When it comes to backpacking with a kid, many challenges will need to be addressed. While most of these challenges come in the form of intangibles such as proper trip planning for their particular age, motivation on the trail, and figuring out the best way to answer “how much farther” type questions, when it comes to hiking gear for kids, good shoes (as with adults) are critical.
Unfortunately, decent footwear that is durable, lightweight, and comfortable for actual hiking distances in the several miles+ range is very hard to find for kids. Usually, kid’s hiking shoes are heavy. So heavy in fact that I’ve weighed some kid’s shoes I’ve previously purchased and they weighed more than my men’s size 12.5 trail runners – which would be like me strapping on some heavy mountaineering boots for a short summer hike. Secondly, they are usually quite cheaply built. Many of these kids “hiking” shoes have no midsole cushioning layer and are simply solid rubber and then a thin foam insole. Some manufacturers even design the shoes with a faux midsole, that in online photos appears to be foam, but is really just a different color of rubber. Often the outsoles of these shoes will be hard rubber that offers little traction. Lastly many of these shoes have a high heel to toe drop, and as someone that hikes in zero drop shoes as much as possible the last thing I want to do is put my kid in a shoe that causes an unnatural gait.

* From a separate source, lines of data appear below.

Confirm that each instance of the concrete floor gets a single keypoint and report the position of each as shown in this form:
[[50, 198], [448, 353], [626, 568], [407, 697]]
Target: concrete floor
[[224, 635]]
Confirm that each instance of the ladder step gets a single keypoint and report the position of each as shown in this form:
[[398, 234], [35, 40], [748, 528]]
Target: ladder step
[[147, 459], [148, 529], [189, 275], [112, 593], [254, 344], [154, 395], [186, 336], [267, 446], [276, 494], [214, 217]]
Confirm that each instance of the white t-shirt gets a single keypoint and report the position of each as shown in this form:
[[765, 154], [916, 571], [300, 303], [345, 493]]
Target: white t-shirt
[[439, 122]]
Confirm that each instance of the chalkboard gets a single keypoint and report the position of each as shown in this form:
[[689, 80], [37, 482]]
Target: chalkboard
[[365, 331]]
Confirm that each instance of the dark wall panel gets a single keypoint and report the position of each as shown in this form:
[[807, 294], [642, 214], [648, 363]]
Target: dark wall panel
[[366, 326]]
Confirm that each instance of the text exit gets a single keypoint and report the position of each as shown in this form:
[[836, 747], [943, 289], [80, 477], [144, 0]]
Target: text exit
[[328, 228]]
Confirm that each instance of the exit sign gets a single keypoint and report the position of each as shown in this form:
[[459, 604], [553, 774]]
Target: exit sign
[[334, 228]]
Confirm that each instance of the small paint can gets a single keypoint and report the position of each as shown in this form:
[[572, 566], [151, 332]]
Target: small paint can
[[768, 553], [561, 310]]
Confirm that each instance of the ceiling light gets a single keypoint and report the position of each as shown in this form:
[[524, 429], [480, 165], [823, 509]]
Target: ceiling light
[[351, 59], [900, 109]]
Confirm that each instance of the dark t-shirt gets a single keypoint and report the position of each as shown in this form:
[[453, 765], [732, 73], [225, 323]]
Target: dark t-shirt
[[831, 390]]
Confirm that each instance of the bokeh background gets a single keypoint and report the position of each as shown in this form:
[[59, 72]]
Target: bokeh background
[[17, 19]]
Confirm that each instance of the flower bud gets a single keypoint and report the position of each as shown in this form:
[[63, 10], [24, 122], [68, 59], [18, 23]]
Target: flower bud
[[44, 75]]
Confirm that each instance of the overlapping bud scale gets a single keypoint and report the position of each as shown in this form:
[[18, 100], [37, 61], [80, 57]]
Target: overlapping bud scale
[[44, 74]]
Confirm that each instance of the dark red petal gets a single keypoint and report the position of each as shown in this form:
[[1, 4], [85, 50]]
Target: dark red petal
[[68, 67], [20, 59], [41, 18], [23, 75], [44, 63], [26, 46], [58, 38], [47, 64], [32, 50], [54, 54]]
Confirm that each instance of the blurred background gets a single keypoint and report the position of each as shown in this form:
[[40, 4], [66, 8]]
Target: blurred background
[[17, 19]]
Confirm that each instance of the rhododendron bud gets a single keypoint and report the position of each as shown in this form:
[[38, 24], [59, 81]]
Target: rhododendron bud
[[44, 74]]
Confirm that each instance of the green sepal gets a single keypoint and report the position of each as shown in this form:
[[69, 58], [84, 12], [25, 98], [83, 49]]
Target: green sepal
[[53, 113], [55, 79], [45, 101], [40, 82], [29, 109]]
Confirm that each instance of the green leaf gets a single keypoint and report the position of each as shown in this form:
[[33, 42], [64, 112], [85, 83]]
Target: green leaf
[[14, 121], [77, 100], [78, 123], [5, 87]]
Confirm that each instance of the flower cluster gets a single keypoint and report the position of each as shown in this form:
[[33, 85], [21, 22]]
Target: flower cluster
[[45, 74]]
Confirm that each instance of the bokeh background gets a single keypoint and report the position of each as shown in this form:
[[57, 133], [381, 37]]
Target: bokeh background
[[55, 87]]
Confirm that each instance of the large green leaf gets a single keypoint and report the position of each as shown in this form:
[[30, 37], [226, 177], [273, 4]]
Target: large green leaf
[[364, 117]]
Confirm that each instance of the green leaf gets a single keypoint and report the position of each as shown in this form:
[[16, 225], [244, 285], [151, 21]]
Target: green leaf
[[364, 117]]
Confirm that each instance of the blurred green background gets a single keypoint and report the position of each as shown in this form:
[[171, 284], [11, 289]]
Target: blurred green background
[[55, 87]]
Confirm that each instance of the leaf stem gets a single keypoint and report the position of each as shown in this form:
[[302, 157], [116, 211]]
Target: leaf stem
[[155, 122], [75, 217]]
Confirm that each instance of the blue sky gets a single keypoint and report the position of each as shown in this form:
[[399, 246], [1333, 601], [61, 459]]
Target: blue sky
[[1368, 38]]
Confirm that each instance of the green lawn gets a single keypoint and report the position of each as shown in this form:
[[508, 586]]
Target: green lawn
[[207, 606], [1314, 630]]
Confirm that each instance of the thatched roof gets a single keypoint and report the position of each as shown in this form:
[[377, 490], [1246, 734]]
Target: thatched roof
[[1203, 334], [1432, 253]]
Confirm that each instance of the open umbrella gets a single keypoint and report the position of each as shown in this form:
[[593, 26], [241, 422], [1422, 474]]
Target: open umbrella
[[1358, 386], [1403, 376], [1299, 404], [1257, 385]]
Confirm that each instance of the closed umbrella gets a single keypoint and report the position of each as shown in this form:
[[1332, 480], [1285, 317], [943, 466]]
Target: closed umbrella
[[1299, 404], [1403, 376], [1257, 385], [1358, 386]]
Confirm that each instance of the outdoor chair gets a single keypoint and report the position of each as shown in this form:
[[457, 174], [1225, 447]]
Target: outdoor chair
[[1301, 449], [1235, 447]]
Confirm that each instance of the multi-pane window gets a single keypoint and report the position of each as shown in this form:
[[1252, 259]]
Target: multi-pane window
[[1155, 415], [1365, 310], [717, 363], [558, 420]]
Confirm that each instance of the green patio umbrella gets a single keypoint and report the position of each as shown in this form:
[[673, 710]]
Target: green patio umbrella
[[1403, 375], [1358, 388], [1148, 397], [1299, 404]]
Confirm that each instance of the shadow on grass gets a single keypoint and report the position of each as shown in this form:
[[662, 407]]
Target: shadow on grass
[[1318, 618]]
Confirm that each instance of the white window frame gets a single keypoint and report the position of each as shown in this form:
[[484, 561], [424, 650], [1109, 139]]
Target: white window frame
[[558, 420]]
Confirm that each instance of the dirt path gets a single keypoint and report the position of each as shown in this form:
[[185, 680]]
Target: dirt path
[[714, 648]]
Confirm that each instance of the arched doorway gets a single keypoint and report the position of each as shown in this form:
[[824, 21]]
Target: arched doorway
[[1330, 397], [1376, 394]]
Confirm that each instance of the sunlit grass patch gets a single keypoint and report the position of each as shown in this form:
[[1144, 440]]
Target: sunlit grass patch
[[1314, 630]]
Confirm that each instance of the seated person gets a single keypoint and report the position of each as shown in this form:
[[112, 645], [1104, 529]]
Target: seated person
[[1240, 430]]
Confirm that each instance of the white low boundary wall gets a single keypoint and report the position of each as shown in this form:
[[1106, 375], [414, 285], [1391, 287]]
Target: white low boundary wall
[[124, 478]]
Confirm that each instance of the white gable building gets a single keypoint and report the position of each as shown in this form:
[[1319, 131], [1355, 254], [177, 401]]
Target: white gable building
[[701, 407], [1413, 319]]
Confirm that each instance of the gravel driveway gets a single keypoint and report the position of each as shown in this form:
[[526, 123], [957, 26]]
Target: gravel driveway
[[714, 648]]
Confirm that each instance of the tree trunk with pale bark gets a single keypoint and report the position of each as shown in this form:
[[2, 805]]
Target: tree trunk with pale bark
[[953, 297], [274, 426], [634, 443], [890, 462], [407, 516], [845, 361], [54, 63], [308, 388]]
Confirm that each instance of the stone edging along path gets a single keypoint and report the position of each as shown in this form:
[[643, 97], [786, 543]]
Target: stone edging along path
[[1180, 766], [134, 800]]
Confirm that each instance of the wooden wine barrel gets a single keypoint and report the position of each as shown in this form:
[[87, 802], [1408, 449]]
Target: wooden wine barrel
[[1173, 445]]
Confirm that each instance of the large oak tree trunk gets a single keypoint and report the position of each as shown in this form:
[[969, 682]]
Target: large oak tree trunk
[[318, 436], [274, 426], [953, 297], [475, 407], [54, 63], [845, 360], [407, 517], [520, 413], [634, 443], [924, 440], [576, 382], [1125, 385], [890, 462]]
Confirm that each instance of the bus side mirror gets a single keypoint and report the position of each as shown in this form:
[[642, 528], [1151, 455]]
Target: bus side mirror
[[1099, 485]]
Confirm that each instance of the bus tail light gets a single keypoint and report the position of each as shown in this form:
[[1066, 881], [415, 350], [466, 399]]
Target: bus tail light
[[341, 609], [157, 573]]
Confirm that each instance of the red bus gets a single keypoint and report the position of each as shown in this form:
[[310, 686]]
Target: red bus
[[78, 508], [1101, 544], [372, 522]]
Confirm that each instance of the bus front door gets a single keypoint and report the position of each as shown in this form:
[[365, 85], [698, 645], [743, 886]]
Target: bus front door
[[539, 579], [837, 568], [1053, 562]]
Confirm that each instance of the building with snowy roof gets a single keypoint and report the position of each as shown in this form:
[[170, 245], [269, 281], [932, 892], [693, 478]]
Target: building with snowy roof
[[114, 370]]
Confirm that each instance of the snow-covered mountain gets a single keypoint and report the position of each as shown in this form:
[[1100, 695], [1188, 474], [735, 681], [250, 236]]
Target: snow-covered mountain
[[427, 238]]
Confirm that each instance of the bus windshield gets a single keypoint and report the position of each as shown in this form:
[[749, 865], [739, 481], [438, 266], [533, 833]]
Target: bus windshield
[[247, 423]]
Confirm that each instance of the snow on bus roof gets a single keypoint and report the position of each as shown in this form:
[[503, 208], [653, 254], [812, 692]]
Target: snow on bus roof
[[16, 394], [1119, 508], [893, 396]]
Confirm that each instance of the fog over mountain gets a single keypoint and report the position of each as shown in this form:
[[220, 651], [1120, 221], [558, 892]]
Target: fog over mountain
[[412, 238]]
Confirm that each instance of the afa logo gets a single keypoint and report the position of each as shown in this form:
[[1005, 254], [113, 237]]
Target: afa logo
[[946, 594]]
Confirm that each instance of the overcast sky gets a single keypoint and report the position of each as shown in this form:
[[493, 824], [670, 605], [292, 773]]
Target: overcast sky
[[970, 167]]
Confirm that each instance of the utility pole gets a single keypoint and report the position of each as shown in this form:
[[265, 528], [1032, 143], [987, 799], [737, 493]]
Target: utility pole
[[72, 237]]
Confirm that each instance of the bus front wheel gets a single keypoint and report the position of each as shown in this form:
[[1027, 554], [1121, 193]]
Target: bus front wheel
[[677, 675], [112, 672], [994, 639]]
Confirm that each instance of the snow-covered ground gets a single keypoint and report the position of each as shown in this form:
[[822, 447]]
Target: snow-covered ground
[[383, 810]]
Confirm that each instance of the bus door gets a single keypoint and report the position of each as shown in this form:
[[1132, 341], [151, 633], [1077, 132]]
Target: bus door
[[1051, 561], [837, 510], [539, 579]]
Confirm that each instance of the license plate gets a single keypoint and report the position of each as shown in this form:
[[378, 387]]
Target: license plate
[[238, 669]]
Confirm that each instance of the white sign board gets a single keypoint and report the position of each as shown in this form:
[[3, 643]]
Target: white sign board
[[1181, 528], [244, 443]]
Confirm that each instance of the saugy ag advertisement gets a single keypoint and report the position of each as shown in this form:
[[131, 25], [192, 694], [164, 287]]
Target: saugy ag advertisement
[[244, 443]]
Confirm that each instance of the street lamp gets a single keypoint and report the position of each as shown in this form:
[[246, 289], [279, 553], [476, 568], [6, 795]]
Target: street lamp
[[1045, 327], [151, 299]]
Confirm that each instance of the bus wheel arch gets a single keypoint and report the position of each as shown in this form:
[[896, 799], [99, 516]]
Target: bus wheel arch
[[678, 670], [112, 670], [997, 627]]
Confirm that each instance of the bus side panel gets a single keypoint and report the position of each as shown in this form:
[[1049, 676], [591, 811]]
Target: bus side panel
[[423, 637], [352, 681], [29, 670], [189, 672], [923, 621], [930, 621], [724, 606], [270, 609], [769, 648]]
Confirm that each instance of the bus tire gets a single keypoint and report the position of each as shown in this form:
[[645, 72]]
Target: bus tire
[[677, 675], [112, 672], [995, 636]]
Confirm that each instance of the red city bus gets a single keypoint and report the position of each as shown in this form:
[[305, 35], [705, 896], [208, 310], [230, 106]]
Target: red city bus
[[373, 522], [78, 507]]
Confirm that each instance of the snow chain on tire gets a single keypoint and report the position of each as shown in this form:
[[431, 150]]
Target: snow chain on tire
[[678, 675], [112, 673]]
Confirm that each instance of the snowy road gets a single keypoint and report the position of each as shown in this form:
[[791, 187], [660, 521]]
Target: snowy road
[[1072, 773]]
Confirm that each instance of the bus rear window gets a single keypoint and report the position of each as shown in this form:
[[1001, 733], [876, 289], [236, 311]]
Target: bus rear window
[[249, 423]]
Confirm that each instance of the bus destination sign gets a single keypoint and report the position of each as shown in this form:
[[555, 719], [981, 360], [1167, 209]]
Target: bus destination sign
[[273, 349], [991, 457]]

One of the most popular shoes out there when it comes to trail runners, is the Altra Lone Peak line. These are the shoes that I use for any spring, summer, or fall hiking or backpacking trip and the shoe is popular for good reason. It’s lightweight, breathable, zero drop, and has an aggressive outsole for traction, plus enough cushioning for high mileage comfort. While Altra had released some zero drop kid’s shoes in the past, the ones that I used weren’t quite the best for the trail; while they did have a foam midsole, much of the outsole was that exact foam and the shoes had poor traction. However, more recently Altra released the Youth Lone Peak. A shoe inspired by the same shoe that I use, the Youth Lone Peak is a kid’s shoe that’s a step forward towards having the same benefits of an adult hiking shoe.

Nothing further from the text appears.